The default memory_limit for workload groups is 30%, which can be adjusted based on the actual number of workload groups. If there is only one workload group, it can be adjusted to 90%.

alter workload group normal properties ( 'memory_limit'='90%' );

Monitoring Spilling

Audit Logs

The FE audit log has added the SpillWriteBytesToLocalStorage and SpillReadBytesFromLocalStorage fields, representing the total amount of data written to and read from local storage during spilling, respectively.

SpillWriteBytesToLocalStorage=503412182|SpillReadBytesFromLocalStorage=503412182

Profile

If spilling is triggered during a query, some Spill-prefixed counters are added to the Query Profile to mark and count spilling-related activities.
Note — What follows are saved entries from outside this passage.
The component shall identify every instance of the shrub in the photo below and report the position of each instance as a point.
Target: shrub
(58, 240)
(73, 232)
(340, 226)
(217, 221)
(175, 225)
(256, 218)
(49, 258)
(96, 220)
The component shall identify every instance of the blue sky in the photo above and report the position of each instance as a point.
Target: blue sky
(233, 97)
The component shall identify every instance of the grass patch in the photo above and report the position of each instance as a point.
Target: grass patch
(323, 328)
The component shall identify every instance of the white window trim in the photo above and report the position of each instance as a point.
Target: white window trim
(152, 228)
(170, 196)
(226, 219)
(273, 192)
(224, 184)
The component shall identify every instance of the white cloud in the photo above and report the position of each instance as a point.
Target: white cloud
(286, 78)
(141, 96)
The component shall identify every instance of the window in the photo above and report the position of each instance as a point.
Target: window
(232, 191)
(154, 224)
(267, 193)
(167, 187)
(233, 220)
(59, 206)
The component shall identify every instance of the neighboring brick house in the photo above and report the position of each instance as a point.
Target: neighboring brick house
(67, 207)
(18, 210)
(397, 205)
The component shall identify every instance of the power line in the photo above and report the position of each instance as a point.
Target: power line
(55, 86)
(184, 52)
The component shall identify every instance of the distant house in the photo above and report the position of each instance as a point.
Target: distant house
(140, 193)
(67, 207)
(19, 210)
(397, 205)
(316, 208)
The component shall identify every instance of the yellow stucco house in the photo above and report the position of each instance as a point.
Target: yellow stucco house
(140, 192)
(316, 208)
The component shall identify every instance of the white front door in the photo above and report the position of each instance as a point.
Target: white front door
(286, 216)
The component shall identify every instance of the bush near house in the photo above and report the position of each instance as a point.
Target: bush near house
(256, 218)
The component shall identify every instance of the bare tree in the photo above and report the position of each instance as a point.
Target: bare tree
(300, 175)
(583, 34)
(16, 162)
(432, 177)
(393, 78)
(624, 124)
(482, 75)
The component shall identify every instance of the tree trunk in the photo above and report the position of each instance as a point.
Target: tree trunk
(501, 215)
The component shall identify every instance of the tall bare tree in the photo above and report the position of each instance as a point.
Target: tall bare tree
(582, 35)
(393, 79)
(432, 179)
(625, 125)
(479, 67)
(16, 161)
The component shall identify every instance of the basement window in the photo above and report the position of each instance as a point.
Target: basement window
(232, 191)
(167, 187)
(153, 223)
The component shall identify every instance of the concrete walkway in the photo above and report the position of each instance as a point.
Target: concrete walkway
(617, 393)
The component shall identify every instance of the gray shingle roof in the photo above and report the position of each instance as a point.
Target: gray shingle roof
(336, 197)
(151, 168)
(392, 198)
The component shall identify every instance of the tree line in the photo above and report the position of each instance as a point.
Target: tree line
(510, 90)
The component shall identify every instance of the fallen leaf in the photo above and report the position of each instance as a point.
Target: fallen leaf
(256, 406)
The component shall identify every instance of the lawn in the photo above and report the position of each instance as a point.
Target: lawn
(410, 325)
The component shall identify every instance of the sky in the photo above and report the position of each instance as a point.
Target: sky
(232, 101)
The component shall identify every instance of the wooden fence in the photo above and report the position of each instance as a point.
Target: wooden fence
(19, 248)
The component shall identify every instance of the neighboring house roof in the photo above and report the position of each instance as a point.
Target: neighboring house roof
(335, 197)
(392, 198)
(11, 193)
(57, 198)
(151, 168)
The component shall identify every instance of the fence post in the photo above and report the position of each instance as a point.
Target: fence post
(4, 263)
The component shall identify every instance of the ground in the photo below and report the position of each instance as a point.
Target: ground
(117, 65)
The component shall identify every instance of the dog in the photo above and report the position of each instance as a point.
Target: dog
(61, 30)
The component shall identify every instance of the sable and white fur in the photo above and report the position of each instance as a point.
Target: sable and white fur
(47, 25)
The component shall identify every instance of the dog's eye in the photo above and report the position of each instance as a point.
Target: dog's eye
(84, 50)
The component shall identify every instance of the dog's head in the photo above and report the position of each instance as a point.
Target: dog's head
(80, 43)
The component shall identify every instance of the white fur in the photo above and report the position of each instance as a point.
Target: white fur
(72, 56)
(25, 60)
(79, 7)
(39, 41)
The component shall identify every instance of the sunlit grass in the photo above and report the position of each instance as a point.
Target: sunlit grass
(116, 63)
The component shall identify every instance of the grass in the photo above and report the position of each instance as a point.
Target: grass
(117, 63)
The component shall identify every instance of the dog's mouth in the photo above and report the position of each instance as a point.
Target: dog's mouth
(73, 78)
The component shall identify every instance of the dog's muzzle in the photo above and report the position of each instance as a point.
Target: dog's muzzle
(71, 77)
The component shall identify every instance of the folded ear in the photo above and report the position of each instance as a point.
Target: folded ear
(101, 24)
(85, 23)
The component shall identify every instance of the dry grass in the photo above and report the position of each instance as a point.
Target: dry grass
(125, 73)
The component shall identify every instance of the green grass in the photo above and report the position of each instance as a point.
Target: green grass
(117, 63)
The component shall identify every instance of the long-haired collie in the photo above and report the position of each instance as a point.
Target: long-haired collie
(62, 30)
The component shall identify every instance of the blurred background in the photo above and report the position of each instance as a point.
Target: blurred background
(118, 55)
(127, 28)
Taking HashJoin's Build HashTable as an example, you can see the following counters:

PARTITIONED_HASH_JOIN_SINK_OPERATOR  (id=4  ,  nereids_id=179):(ExecTime:  6sec351ms)
- Spilled: true
- CloseTime: 528ns
- ExecTime: 6sec351ms
- InitTime: 5.751us
- InputRows: 6.001215M (6001215)
- MemoryUsage: 0.00
- MemoryUsagePeak: 554.42 MB
- MemoryUsageReserved: 1024.00 KB
- OpenTime: 2.267ms
- PendingFinishDependency: 0ns
- SpillBuildTime: 2sec437ms
- SpillInMemRow: 0
- SpillMaxRowsOfPartition: 68.569K (68569)
- SpillMinRowsOfPartition: 67.455K (67455)
- SpillPartitionShuffleTime: 836.302ms
- SpillPartitionTime: 131.839ms
- SpillTotalTime: 5sec563ms
- SpillWriteBlockBytes: 714.13 MB
- SpillWriteBlockCount: 1.344K (1344)
- SpillWriteFileBytes: 244.40 MB
- SpillWriteFileTime: 350.754ms
- SpillWriteFileTotalCount: 32
- SpillWriteRows: 6.001215M (6001215)
- SpillWriteSerializeBlockTime: 4sec378ms
- SpillWriteTaskCount: 417
- SpillWriteTaskWaitInQueueCount: 0
- SpillWriteTaskWaitInQueueTime: 8.731ms
- SpillWriteTime: 5sec549ms

System Tables

backend_active_tasks

The SPILL_WRITE_BYTES_TO_LOCAL_STORAGE and SPILL_READ_BYTES_FROM_LOCAL_STORAGE fields have been added, representing the total amount of data currently being written to and read from local storage for intermediate results during a query.

mysql [information_schema]>select * from backend_active_tasks;
+-------+------------+-------------------+-----------------------------------+--------------+------------------+-----------+------------+----------------------+---------------------------+--------------------+-------------------+------------+------------------------------------+-------------------------------------+
| BE_ID | FE_HOST | WORKLOAD_GROUP_ID | QUERY_ID | TASK_TIME_MS | TASK_CPU_TIME_MS | SCAN_ROWS | SCAN_BYTES | BE_PEAK_MEMORY_BYTES | CURRENT_USED_MEMORY_BYTES | SHUFFLE_SEND_BYTES | SHUFFLE_SEND_ROWS | QUERY_TYPE | SPILL_WRITE_BYTES_TO_LOCAL_STORAGE | SPILL_READ_BYTES_FROM_LOCAL_STORAGE |
+-------+------------+-------------------+-----------------------------------+--------------+------------------+-----------+------------+----------------------+---------------------------+--------------------+-------------------+------------+------------------------------------+-------------------------------------+
| 10009 | 10.16.10.8 | 1 | 6f08c74afbd44fff-9af951270933842d | 13612 | 11025 | 12002430 | 1960955904 | 733243057 | 70113260 | 0 | 0 | SELECT | 508110119 | 26383070 |
| 10009 | 10.16.10.8 | 1 | 871d643b87bf447b-865eb799403bec96 | 0 | 0 | 0 | 0 | 0 | 0 | 0 | 0 | SELECT | 0 | 0 |
+-------+------------+-------------------+-----------------------------------+--------------+------------------+-----------+------------+----------------------+---------------------------+--------------------+-------------------+------------+------------------------------------+-------------------------------------+
2 rows in set (0.00 sec)
workload_group_resource_usage

The WRITE_BUFFER_USAGE_BYTES field has been added, representing the memory usage of Memtables for ingestion tasks within the workload group.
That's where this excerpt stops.